É mais um episódio a cair como “chicote feudal” no lombo do trauteio direitista da suposta iniquidade e suposto arcaísmo da luta de classes. De facto, está mais que provado, a negação e oposição organizada, corporativa e orquestrada à luta de classes como motor das sociedades e caminho da emancipação e libertação da humanidade, não é nem nunca foi feita por considerandos económica, histórica, ideológica e filosoficamente sustentados; quem a nega não o faz por ciência; fá-lo por medo. E quando a necessidade da sua efectivação se afigura minimamente provável, ou plausível, aos olhos de quem explora, como manda a necessidade natural de auto-defesa, nada lhes resta senão cerrar dentes e afiar garras. E é assim que, de tempos a tempos, lá vemos os Saraivas desta vida soltar aqui e ali indisfarçados laivos de incontrolável raiva, face àqueles que pretendem dominados e explorados para todo o sempre.
Quem a nega [a luta de classes] não o faz por ciência; fá-lo por medo.

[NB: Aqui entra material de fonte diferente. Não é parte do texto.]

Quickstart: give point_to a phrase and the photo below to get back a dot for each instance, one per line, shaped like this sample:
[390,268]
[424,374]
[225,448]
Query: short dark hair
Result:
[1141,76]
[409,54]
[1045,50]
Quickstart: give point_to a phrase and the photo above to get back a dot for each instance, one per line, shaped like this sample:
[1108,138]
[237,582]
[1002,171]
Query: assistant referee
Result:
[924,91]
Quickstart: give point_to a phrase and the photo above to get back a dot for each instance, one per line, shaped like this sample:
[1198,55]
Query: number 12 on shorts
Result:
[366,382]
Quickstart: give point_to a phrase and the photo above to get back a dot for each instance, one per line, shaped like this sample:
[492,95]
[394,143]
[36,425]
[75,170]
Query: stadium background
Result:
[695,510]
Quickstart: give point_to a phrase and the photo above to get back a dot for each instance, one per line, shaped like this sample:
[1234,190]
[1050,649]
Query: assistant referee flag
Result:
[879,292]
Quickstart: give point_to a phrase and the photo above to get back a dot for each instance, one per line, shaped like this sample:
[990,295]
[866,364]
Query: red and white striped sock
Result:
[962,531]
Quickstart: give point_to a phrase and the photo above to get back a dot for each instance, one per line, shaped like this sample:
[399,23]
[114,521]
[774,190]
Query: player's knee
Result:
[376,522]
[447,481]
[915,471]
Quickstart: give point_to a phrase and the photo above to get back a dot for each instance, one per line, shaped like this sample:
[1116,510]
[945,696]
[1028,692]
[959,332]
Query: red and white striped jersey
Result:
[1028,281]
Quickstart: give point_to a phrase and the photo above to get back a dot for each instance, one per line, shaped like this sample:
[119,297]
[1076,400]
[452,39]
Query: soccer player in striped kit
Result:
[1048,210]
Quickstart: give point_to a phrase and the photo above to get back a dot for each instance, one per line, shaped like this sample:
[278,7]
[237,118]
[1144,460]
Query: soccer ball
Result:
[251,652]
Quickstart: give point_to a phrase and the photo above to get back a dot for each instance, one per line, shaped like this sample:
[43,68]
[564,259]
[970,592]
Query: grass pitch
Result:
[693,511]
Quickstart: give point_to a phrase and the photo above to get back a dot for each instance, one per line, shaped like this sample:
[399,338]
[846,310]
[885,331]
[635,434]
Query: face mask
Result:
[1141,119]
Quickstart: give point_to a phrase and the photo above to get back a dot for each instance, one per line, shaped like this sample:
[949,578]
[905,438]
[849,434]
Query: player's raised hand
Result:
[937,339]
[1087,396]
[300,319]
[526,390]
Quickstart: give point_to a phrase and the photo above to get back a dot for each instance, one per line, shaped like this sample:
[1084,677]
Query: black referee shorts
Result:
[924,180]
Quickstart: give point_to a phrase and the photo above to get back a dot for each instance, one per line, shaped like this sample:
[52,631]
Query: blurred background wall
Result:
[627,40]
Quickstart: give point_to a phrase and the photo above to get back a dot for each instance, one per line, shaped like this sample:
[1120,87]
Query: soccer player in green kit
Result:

E que não haja equívocos. É mesmo de “garras”, “dentes” e “raiva” que estamos a falar, sem nenhum exagero. O tom oscila entre o prepotente e extremado, se bem que podemos estar desde já todos certos de que vindo de onde vem – do lado de quem ainda vai tendo o poder – nunca tal será catalogado depreciativamente de “radical” ou “fanático”, nunca com a mesma facilidade com que se cataloga de “radicalismo” e “fanatismo” qualquer posição vinda dos sindicatos, deste ou daquele partido de esquerda, ou dos próprios trabalhadores. A verdade é que o patrão dos patrões, António Saraiva, dando um ar daquilo para que está e ao que vem foi mais taxativo que nunca: “Não contem connosco para as 35 horas no privado. Não contem connosco para os 25 dias de férias. Não contem connosco para complicar ainda mais a competitividade das empresas porque não é esse o combate que temos de fazer.” Não é a posição que constitui novidade; a novidade aqui é a palavra “combate”. É a trincheira cavada, a pedra na mão, o chicote feudal dos novos tempos, a mão que quanto mais bate mais sente necessidade de bater.
Leia-se bem a notícia, o seu texto e contexto. Os patrões não dizem, “ameaçam”. Os patrões não sugerem, eles “avisam”. É assim que se escancara a diferença e a fronteira do “nós” e “eles”. É o reconhecimento que fura as barreiras do politicamente correcto. É a sinceridade a furar a complacência dos diálogos surdos e das concertações trafulhas e inócuas. É assim que uma das partes assume taxativamente que cá está para derrotar, derrubar, subjugar, “combater” a outra parte, o adversário, o inimigo. É a bélica afirmação que tudo põe às claras. É a guerra. É a luta. De classes, pois claro.